L’attachement pour une équipe, mais l’amour d’un pays
Ce sentiment est partagé par plusieurs personnes rencontrées au café. Ami de la famille, Mounir El Maddah résume en quelques mots ce que plusieurs ressentent à l’approche de cette rencontre.
Ce qui est beau dans ce match, c’est que peu importe le résultat, on va sortir gagnants. C’est l’avantage d’avoir une double appartenance, affirme-t-il. Au fil des années, son attachement au Canada s’est développé en voyant ses enfants grandir ici.
Mon amour du Canada ne vient pas seulement de la citoyenneté. Il vient surtout de la chance que mes enfants ont eue de naître ici et de grandir ici. Ça crée un amour sincère pour ce pays.
Il reconnaît toutefois qu’une partie de lui sera divisée samedi.
Ce sera quand même un peu déchirant. Il y aura toujours une petite part de tristesse pour l’équipe qui perdra. Mais le Canada a déjà fait un très beau parcours. Avec les moyens qu’on a ici, on est déjà gagnants sur toute la ligne, admet-il.
Derrière le comptoir, le propriétaire du café, Zouair, a lui aussi assisté à l'explosion de joie qu'a suscitée la victoire marocaine.
Le Maroc a dominé une équipe néerlandaise très bien classée, que tout le monde voyait favorite. Les gens ont explosé de joie. C’était une victoire largement méritée, souligne-t-il.
Les gens étaient fous, ils ont cassé des tables et des chaises. Mais je suis très content parce qu’on a remporté la victoire, ajoute le propriétaire, enchanté du résultat de la partie.

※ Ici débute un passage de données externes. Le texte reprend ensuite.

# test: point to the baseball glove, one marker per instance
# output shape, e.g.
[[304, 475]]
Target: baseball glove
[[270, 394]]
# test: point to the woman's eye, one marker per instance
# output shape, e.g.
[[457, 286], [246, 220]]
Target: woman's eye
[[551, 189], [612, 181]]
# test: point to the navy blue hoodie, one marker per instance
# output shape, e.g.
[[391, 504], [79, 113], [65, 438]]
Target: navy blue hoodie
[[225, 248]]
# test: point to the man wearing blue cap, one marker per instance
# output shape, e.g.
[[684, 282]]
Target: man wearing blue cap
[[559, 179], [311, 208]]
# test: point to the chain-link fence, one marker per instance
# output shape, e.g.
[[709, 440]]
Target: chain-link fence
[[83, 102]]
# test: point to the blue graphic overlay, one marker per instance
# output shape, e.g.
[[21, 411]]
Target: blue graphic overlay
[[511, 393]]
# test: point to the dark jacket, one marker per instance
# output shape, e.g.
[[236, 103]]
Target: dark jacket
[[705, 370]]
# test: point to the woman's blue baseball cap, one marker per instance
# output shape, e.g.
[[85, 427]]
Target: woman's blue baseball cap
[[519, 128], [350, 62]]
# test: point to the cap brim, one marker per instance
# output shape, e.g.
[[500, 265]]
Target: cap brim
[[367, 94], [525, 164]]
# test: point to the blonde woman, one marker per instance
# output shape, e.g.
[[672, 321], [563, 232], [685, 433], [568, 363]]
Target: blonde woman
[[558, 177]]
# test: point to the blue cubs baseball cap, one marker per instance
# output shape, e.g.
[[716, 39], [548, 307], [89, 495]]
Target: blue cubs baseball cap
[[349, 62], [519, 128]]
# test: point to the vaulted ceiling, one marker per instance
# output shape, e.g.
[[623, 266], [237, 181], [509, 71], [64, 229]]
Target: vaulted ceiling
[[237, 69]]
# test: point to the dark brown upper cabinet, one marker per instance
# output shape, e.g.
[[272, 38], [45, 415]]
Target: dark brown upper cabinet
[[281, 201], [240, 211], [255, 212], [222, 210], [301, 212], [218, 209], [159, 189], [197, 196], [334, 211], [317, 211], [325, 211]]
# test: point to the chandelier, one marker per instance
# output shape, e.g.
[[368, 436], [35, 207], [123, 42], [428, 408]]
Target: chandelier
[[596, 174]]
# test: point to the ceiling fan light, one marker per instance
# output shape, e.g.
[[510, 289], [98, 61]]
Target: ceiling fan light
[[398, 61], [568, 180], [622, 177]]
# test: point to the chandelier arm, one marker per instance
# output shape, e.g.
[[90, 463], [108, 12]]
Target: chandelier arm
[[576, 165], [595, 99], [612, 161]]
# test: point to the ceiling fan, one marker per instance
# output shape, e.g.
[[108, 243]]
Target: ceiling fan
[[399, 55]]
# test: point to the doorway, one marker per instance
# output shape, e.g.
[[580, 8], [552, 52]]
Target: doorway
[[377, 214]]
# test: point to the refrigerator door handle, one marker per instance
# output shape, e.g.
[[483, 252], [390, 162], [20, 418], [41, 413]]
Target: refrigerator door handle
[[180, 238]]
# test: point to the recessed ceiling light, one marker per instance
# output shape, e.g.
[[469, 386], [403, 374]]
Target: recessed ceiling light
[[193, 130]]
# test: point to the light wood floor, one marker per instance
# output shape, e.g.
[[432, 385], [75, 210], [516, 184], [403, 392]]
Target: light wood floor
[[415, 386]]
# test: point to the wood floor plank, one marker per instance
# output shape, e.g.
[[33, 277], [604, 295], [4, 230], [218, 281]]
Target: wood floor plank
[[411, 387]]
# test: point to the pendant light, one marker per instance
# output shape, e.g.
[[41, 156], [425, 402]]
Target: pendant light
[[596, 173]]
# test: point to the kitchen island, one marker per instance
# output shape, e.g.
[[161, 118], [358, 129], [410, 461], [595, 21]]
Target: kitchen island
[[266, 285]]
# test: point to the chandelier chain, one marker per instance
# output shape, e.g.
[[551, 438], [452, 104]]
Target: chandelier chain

Le prochain match ne changera rien à mon amour pour les deux pays. Maintenant, on va affronter le Canada. C’est notre deuxième pays. Nos enfants sont canadiens. Nous, on garde toujours notre attachement au Maroc, mais que le meilleur gagne. Dans tous les cas, on sera contents.
Le sport comme thérapie
Pour Zouair, cette Coupe du monde au Canada laisse un héritage aux plus jeunes.
Ça donne envie à nos jeunes, à nos enfants canadiens, d’aimer le soccer. Moi, j’ai deux enfants qui jouent au soccer. On les encourage, on leur montre des modèles. On aime voir nos jeunes réussir. Le sport est important. Il permet de garder les jeunes sur le bon chemin et de les éloigner des mauvaises influences, ajoute le papa convaincu.

Au premier plan, Rachid Namat est avec son ami Mounir El Maddah. Ils vivent ensemble un moment de partage et de fierté avec les deux cultures qui se rencontrent.
Photo : Patricia Ann Beaulieu
Au comptoir, au moment de commander son café, Abdel, l’ami du propriétaire, ajoute : On appuie les deux, mais le choix du cœur, c’est toujours le Maroc. En même temps, on souhaite bonne chance au Canada pour le prochain match, avoue-t-il.
Pour lui, ces rassemblements procurent bien plus qu’un simple divertissement. Quand le sport dépasse les résultats au tableau, les impacts semblent réels pour le client régulier.
Le sport, aujourd’hui, c’est presque une thérapie psychologique. Les gens vivent des difficultés. Le coût de la vie, les logements, les factures. Après la pandémie, plusieurs cherchent simplement une occasion d’être heureux. Une victoire comme celle-là, c’est de la joie gratuite. Ça ne demande aucun médicament. Ici, ce n’est pas seulement un café, c’est un lieu de rassemblement pour toute la communauté, conclut Abdel.
Au café, en ce lendemain de victoire, les témoignages se ressemblent. Les racines marocaines demeurent profondément ancrées, mais le Canada occupe une place importante dans le cœur de plusieurs partisans qui y ont bâti leur vie et vu grandir leurs enfants. Samedi prochain, à 13 h, peu importe le résultat, ils auront une raison de célébrer.